For Better, For Worse, Forever
- Laurel Leaf edition 1997
- Author: Lurlene McDaniel
- Language: English
- Genre: Young adult romance
- Published: August 1997 Laurel Leaf
- Publication place: U.S.
- Media type: Paperback
- Pages: 224
- Preceded by: Till Death Do Us Part

= For Better, For Worse, Forever =

1997 novel by Lurlene McDaniel

For Better, For Worse, Forever is a young adult novel by Lurlene McDaniel, published in August 1997. It continues the story of April Lancaster, which began in the novel Till Death Do Us Part. The novel begins at the close of the previous story as April is crowned the winner of a beauty pageant for young women with chronic medical conditions.

==Plot summary==
18-year-old April Lancaster suffers from a brain tumor.

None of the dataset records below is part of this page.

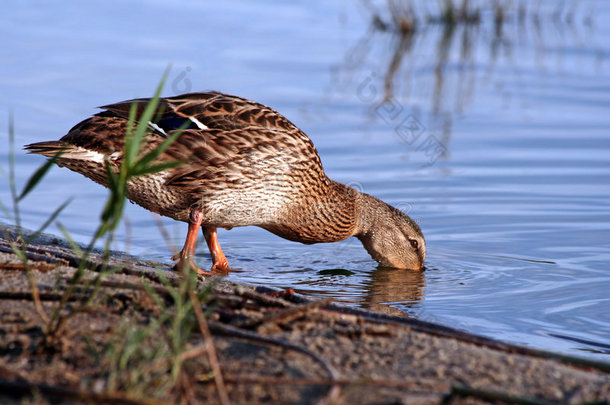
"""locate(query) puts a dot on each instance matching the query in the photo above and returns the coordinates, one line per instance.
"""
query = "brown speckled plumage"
(244, 164)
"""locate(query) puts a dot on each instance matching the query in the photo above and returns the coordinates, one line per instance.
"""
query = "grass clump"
(143, 359)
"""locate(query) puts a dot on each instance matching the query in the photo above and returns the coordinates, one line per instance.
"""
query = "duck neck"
(369, 212)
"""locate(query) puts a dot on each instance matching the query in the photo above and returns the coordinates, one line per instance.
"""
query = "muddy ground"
(132, 337)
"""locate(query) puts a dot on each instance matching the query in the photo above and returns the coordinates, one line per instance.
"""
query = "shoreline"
(272, 346)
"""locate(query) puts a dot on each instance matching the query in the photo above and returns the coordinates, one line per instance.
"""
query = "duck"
(241, 164)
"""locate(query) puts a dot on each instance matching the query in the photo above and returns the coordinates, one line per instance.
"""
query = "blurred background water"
(490, 128)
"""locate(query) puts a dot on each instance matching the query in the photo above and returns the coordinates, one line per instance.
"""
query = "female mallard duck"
(244, 164)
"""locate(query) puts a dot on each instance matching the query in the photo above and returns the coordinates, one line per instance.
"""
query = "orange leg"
(185, 256)
(218, 257)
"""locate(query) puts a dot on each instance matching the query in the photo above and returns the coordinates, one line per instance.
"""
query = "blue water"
(496, 143)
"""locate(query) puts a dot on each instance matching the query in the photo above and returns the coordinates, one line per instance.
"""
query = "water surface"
(496, 142)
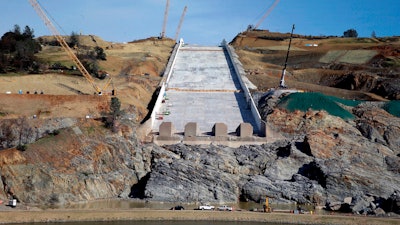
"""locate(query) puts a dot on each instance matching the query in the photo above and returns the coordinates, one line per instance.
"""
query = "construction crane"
(65, 46)
(180, 23)
(251, 27)
(165, 20)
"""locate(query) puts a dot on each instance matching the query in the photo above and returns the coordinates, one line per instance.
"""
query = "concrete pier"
(203, 88)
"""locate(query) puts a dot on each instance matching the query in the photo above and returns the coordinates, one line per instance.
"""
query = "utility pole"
(282, 82)
(165, 20)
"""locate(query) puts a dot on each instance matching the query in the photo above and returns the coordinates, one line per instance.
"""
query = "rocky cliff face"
(82, 162)
(324, 160)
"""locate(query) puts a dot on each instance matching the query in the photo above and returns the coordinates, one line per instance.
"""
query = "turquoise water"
(158, 223)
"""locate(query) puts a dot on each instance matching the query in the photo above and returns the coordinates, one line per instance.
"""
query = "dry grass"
(185, 215)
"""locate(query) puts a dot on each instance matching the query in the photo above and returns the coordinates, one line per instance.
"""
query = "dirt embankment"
(353, 68)
(135, 69)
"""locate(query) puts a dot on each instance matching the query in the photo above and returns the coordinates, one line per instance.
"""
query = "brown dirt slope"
(353, 68)
(135, 68)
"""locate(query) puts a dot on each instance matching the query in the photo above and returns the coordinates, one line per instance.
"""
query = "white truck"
(206, 207)
(225, 208)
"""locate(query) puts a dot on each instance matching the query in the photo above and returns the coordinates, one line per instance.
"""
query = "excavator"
(39, 10)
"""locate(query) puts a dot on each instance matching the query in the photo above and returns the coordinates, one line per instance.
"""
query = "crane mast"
(180, 23)
(64, 44)
(165, 20)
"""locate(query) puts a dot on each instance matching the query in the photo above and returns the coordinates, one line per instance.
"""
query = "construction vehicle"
(180, 23)
(39, 10)
(165, 20)
(269, 10)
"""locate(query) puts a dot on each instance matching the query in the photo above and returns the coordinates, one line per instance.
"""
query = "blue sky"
(207, 22)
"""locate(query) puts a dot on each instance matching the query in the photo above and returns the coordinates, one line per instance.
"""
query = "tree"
(100, 54)
(114, 115)
(350, 33)
(28, 33)
(17, 50)
(373, 34)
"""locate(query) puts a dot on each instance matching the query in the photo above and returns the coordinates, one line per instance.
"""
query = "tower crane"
(165, 20)
(65, 46)
(180, 23)
(251, 27)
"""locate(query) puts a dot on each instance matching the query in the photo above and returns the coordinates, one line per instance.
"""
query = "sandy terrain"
(135, 69)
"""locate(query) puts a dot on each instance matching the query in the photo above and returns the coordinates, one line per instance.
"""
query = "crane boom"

Despite living with tempestuous headaches, April found love with a race car driver Mark Gianni. Following Mark's death, April journeys to St. Croix, where she befriends Brandon. However, April is afraid of finding love again after Mark's death. She keeps to herself for a while, until one day her mother talks to her and suggests that if it had happened that April had died and Mark had lived, she would want him to be happy and to move on.

==Character histories==

April Lancaster:
April Lancaster is an 18-year-old whose life has changed drastically due to her ill health and the recent death of her boyfriend.